Bhakti also points out that the SV40 promoters do not need to be present in the nucleus of the cell for problems to occur. Cytoplasmic transfection can, in and of itself, allow for genetic manipulation, because the nucleus disassembles and exchanges cellular components with the cytosol during cell division.
In addition to having DNA floating around and causing potential problems, the RNA in the COVID jab is also modified to resist breakdown. “So, we have TWO versions of the spike protein floating around that can persist longer than anticipated,” McKernan says, and the spike protein, of course, is the most toxic part of the virus that can cause your body to attack itself.
Both McKernan and Bhakti are adamant that ALL mRNA “vaccines” must be immediately stopped, whether for human or animal use, due to the magnitude of the risks involved.
In the video above,20 Yusuke Murakami, a professor at Tokyo University, expresses alarm over the finding of SV40 promoters in the COVID jabs. The interview is in Japanese but has English subtitles. I’ve included it because I think he does a good job of putting the problem into layman’s terms:
“The Pfizer vaccine has a staggering problem,” Murakami says. “This figure is an enlarged view of Pfizer’s vaccine sequence. As you can see, the Pfizer vaccine sequence contains part of the SV40 sequence here. This sequence is known as a promoter.

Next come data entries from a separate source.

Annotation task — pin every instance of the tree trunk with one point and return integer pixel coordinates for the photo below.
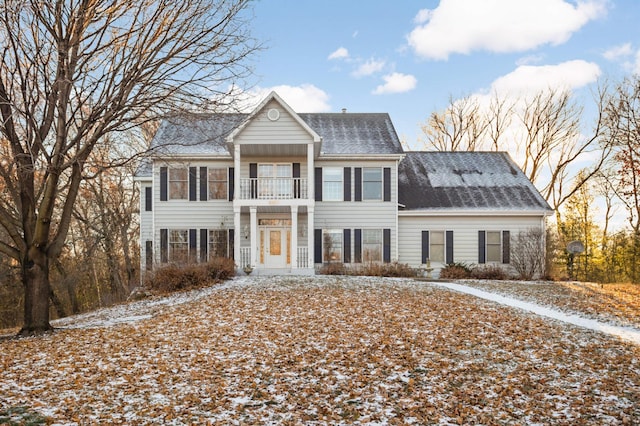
(35, 276)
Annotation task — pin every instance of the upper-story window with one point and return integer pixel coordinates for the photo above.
(178, 183)
(217, 179)
(494, 246)
(372, 183)
(332, 184)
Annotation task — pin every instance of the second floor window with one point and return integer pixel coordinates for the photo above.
(332, 184)
(217, 183)
(372, 183)
(178, 183)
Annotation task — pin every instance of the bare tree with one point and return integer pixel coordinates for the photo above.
(528, 253)
(460, 127)
(74, 72)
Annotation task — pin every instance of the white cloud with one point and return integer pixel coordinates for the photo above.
(396, 83)
(527, 79)
(371, 66)
(340, 53)
(302, 98)
(618, 52)
(463, 26)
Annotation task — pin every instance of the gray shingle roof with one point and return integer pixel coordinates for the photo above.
(355, 133)
(341, 133)
(465, 180)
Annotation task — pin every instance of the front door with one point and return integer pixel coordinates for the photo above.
(275, 247)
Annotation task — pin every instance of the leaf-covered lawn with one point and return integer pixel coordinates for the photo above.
(614, 303)
(323, 350)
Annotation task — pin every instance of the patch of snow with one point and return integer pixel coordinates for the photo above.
(627, 333)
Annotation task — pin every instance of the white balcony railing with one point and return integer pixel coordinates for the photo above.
(303, 257)
(273, 189)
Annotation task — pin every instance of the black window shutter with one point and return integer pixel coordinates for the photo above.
(425, 246)
(232, 244)
(193, 182)
(449, 247)
(346, 246)
(253, 174)
(163, 184)
(357, 247)
(346, 179)
(317, 245)
(193, 244)
(148, 249)
(506, 247)
(204, 245)
(164, 245)
(386, 245)
(358, 183)
(148, 198)
(296, 180)
(203, 184)
(231, 183)
(318, 183)
(386, 172)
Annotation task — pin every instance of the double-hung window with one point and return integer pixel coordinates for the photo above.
(332, 245)
(332, 184)
(494, 246)
(178, 183)
(178, 245)
(436, 246)
(217, 180)
(372, 183)
(372, 245)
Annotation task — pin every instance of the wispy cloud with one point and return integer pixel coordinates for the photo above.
(396, 83)
(463, 26)
(339, 53)
(369, 67)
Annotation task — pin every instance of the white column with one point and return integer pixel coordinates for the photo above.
(294, 237)
(310, 172)
(236, 174)
(237, 233)
(254, 235)
(310, 233)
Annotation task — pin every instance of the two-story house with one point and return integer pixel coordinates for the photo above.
(285, 192)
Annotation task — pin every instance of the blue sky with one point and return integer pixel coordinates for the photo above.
(408, 57)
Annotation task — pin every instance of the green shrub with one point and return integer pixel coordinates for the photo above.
(393, 269)
(333, 269)
(489, 272)
(178, 277)
(455, 271)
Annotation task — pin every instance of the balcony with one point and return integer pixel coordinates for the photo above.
(273, 189)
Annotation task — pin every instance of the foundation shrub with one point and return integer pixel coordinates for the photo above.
(455, 271)
(178, 277)
(489, 272)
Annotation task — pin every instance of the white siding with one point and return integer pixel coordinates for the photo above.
(465, 234)
(261, 130)
(360, 214)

Roughly speaking, the promoter causes increased expression of the gene. The problem is that the sequence is present in a well-known carcinogenic virus. The question is why such a sequence that is derived from a cancer virus is present in Pfizer’s vaccine.
There should be absolutely no need for such a carcinogenic virus sequence in the vaccine. This sequence is totally unnecessary for producing the mRNA vaccine. It is a problem that such a sequence is solidly contained in the vaccine.

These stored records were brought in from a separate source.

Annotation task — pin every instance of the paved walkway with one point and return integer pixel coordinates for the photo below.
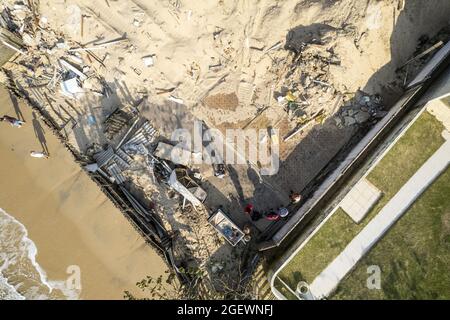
(327, 281)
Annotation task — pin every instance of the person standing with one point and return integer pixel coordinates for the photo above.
(12, 121)
(283, 212)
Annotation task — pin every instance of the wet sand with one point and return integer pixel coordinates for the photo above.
(69, 219)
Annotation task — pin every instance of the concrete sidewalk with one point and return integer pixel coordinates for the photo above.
(324, 284)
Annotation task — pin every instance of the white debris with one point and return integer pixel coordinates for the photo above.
(148, 61)
(175, 99)
(72, 88)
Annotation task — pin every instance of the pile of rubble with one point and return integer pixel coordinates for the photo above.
(361, 109)
(306, 85)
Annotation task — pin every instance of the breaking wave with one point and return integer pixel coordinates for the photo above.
(21, 277)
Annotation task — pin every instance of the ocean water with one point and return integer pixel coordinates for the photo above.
(21, 277)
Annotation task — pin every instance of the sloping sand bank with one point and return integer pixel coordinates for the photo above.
(69, 219)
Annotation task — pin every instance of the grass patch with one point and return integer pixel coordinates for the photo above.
(410, 152)
(413, 256)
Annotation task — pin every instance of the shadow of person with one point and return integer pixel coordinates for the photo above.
(15, 104)
(234, 176)
(40, 134)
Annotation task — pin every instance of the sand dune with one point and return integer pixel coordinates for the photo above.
(67, 216)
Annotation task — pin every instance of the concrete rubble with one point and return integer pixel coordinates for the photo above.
(119, 109)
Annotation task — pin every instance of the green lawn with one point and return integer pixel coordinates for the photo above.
(420, 141)
(414, 256)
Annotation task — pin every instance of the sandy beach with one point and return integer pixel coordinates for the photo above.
(68, 218)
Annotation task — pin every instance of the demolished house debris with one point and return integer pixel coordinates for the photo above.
(122, 106)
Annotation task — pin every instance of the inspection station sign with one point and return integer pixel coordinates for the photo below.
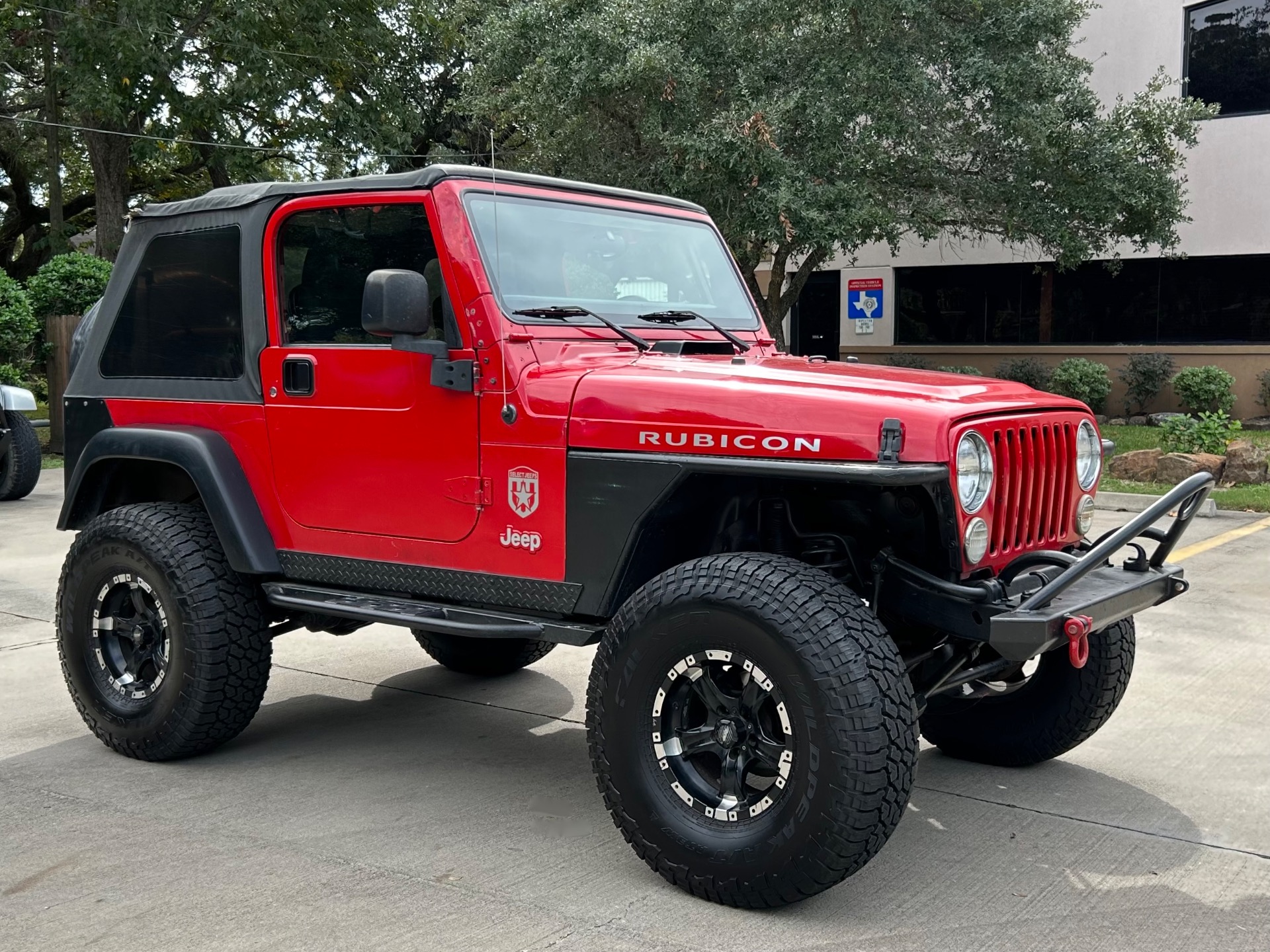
(864, 299)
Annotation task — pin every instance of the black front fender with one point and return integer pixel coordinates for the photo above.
(211, 465)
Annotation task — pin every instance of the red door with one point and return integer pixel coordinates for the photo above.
(361, 440)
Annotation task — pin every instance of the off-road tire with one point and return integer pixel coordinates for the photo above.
(220, 648)
(853, 734)
(1057, 709)
(19, 469)
(486, 658)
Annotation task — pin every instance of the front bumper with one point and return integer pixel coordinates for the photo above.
(1024, 611)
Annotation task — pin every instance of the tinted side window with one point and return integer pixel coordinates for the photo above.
(183, 313)
(325, 255)
(1228, 55)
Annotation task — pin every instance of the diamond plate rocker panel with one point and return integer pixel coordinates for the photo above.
(448, 584)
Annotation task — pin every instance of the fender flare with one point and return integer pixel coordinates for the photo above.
(211, 465)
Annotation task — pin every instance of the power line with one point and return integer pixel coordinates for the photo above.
(280, 150)
(140, 28)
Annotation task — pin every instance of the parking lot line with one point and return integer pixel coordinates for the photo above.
(1206, 545)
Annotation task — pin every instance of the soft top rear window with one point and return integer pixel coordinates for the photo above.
(182, 315)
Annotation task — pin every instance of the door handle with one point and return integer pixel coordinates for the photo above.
(298, 376)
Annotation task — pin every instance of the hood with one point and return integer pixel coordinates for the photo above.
(784, 407)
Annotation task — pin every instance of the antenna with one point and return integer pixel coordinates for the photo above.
(508, 412)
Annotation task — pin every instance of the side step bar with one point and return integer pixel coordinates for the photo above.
(429, 616)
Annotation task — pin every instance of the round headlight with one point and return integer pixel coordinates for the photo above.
(1089, 455)
(973, 471)
(976, 541)
(1085, 514)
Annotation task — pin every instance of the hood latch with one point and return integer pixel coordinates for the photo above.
(892, 441)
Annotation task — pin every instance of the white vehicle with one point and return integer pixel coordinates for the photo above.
(19, 447)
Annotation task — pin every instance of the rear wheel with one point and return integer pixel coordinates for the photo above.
(19, 466)
(163, 645)
(751, 728)
(482, 656)
(1039, 716)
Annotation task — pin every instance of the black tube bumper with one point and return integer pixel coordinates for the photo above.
(1025, 616)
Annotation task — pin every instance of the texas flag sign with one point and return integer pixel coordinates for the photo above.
(864, 299)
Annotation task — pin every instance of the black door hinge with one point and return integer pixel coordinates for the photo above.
(892, 441)
(452, 375)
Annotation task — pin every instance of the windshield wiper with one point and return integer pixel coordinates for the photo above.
(681, 317)
(574, 311)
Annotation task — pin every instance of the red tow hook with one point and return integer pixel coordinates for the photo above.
(1078, 630)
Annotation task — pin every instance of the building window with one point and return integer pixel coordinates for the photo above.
(1228, 55)
(1210, 300)
(183, 313)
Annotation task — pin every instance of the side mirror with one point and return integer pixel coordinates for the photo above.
(397, 302)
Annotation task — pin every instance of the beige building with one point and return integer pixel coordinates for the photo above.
(980, 302)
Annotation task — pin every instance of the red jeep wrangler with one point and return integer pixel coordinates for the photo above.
(515, 413)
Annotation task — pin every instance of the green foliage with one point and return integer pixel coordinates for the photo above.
(67, 285)
(18, 331)
(808, 128)
(1031, 371)
(1210, 433)
(1205, 389)
(1087, 381)
(912, 362)
(1264, 389)
(1143, 377)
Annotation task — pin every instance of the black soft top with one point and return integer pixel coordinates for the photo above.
(248, 194)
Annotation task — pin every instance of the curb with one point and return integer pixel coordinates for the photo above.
(1137, 503)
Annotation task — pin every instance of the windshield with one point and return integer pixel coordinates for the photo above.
(541, 253)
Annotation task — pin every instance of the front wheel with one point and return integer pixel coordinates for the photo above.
(1039, 716)
(751, 728)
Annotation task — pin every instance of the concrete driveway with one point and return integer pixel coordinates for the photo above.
(380, 801)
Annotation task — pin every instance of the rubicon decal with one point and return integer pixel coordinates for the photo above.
(523, 491)
(515, 539)
(690, 440)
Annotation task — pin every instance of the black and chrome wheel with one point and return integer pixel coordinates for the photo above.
(130, 639)
(722, 735)
(752, 729)
(164, 647)
(1037, 711)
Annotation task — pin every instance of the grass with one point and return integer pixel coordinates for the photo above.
(1128, 438)
(1242, 498)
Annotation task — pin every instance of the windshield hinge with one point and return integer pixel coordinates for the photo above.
(892, 441)
(472, 491)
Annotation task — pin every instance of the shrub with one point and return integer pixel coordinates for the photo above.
(1031, 371)
(67, 285)
(1210, 433)
(1143, 377)
(1087, 381)
(912, 362)
(18, 328)
(1205, 389)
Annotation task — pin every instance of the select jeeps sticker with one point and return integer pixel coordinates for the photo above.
(515, 539)
(523, 491)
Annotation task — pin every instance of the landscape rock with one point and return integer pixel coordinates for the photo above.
(1138, 465)
(1175, 467)
(1245, 462)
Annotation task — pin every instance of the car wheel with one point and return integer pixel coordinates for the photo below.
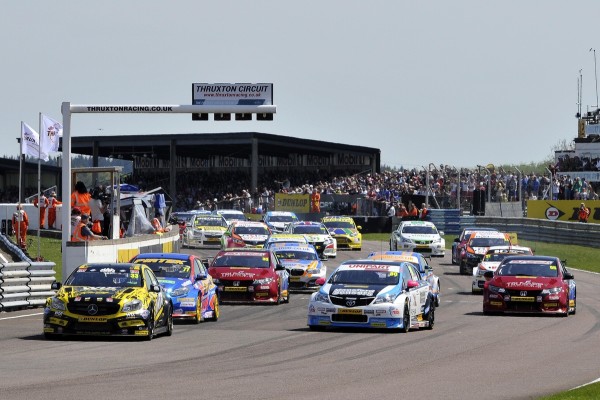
(463, 268)
(169, 322)
(216, 310)
(198, 318)
(406, 319)
(431, 318)
(150, 325)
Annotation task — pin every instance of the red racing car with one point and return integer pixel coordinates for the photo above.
(530, 284)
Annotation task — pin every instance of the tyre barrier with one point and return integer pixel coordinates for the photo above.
(24, 283)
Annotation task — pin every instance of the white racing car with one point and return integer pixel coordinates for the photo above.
(373, 294)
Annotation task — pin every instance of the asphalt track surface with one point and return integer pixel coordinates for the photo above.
(267, 352)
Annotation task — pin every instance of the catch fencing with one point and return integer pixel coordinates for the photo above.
(24, 283)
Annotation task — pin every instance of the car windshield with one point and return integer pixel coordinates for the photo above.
(419, 230)
(311, 229)
(234, 216)
(339, 224)
(499, 256)
(488, 242)
(105, 277)
(281, 218)
(545, 268)
(258, 260)
(210, 222)
(295, 255)
(167, 268)
(365, 277)
(251, 230)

This is not the only problem. If a sequence like this is present in the DNA, the DNA is easily migrated to the nucleus. So it means that the DNA can easily enter the genome. This is such an alarming problem.

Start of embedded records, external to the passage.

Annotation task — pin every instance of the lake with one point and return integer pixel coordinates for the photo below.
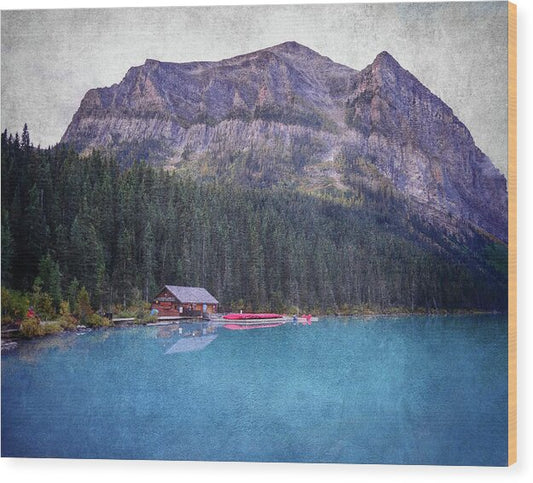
(402, 390)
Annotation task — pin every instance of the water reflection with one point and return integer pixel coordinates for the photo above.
(190, 337)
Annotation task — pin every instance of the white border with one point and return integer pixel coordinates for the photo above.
(90, 471)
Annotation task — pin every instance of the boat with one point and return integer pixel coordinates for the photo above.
(248, 326)
(251, 316)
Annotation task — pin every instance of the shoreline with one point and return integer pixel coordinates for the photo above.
(11, 337)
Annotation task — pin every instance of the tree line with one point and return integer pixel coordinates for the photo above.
(72, 222)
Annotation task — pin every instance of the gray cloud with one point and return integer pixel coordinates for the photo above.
(50, 58)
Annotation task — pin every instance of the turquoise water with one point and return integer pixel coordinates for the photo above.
(407, 390)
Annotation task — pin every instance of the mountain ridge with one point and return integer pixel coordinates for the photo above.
(288, 115)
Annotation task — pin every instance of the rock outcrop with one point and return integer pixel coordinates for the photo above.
(288, 115)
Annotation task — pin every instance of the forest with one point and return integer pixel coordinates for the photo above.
(71, 223)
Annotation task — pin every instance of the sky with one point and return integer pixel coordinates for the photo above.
(51, 58)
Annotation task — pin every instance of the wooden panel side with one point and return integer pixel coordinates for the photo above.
(511, 179)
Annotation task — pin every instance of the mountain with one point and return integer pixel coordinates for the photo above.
(288, 116)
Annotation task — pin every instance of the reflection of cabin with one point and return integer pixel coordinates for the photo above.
(186, 301)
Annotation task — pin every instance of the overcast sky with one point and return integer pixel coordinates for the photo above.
(50, 58)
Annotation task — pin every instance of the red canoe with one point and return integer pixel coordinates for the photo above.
(254, 326)
(248, 316)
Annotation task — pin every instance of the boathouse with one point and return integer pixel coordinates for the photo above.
(185, 301)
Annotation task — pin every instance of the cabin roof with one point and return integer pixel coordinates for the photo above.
(197, 295)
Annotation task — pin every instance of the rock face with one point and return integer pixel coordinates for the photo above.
(287, 115)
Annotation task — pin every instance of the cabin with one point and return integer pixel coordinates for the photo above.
(184, 301)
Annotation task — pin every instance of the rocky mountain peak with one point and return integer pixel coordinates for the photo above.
(286, 114)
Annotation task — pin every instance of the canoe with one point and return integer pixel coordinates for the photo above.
(251, 316)
(251, 326)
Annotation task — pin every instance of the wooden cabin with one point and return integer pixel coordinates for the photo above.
(185, 301)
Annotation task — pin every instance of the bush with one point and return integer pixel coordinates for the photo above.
(52, 328)
(95, 320)
(143, 317)
(15, 306)
(31, 327)
(66, 319)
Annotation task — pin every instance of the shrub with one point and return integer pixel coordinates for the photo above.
(143, 317)
(31, 327)
(66, 319)
(52, 328)
(95, 320)
(15, 306)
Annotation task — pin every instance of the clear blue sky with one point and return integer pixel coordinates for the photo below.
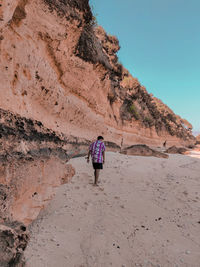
(160, 45)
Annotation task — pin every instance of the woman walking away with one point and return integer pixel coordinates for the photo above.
(97, 152)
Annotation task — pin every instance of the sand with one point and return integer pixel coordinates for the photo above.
(146, 212)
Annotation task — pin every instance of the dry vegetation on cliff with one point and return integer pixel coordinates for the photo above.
(61, 86)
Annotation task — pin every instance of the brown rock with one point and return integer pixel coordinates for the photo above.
(143, 150)
(176, 150)
(13, 241)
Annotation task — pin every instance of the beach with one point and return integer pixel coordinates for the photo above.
(145, 212)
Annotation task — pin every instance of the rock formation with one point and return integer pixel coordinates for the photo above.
(61, 86)
(176, 150)
(143, 150)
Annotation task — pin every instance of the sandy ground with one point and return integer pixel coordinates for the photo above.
(146, 212)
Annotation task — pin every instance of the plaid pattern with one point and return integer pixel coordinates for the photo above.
(96, 149)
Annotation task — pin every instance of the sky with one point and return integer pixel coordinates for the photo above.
(160, 45)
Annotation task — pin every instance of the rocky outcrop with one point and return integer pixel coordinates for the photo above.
(13, 241)
(143, 150)
(176, 150)
(61, 86)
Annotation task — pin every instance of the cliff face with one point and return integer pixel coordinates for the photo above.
(61, 86)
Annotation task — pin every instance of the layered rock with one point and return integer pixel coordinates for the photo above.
(176, 150)
(61, 86)
(143, 150)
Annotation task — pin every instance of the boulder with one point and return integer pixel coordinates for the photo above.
(176, 150)
(143, 150)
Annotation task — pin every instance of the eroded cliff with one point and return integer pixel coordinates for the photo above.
(61, 86)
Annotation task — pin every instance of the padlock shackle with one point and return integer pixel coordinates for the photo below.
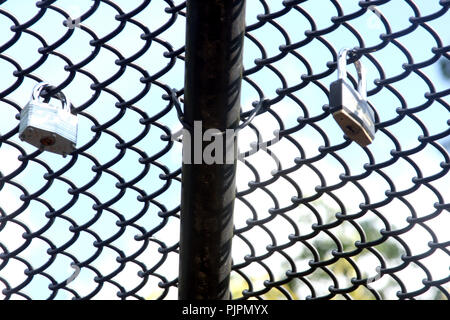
(361, 71)
(37, 90)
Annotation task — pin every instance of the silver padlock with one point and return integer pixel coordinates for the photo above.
(46, 126)
(350, 107)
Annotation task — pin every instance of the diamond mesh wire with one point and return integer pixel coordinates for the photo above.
(316, 216)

It is essential to remove the sequence. However, Pfizer produced the vaccine without removing the sequence. That is outrageously malicious. This kind of promoter sequence is completely unnecessary for the production of the mRNA vaccine. In fact, SV40 is a promoter of cancer viruses.”
Resources for Those Injured by the COVID Jab
The more we learn about the COVID jabs, the worse they appear. While they suck as vaccines, they’re truly masterful bioweapons, as they’re capable of destroying health in any number of ways, through myriad mechanisms.
If you got one or more jabs and are now reconsidering, first and foremost, never ever take another COVID booster, another mRNA gene therapy shot or regular vaccine. You need to end the assault on your body. Even if you haven’t experienced any obvious side effects, your health may still be impacted long-term, so don’t take any more shots.
If you’re suffering from side effects, your first order of business is to eliminate the spike protein that your body is producing. Two remedies that can do this are hydroxychloroquine and ivermectin. Both of these drugs bind and facilitate the removal of spike protein.
The Front Line COVID-19 Critical Care Alliance (FLCCC) has developed a post-vaccine treatment protocol called I-RECOVER. Since the protocol is continuously updated as more data become available, your best bet is to download the latest version straight from the FLCCC website at covid19criticalcare.com21 (hyperlink to the correct page provided above).
For additional suggestions, check out the World Health Council’s spike protein detox guide,22 which focuses on natural substances like herbs, supplements and teas. To combat neurotoxic effects of spike protein, a March 2022 review paper23 suggests using luteolin and quercetin. Time-restricted eating (TRE) and/or sauna therapy can also help eliminate toxic proteins by stimulating autophagy.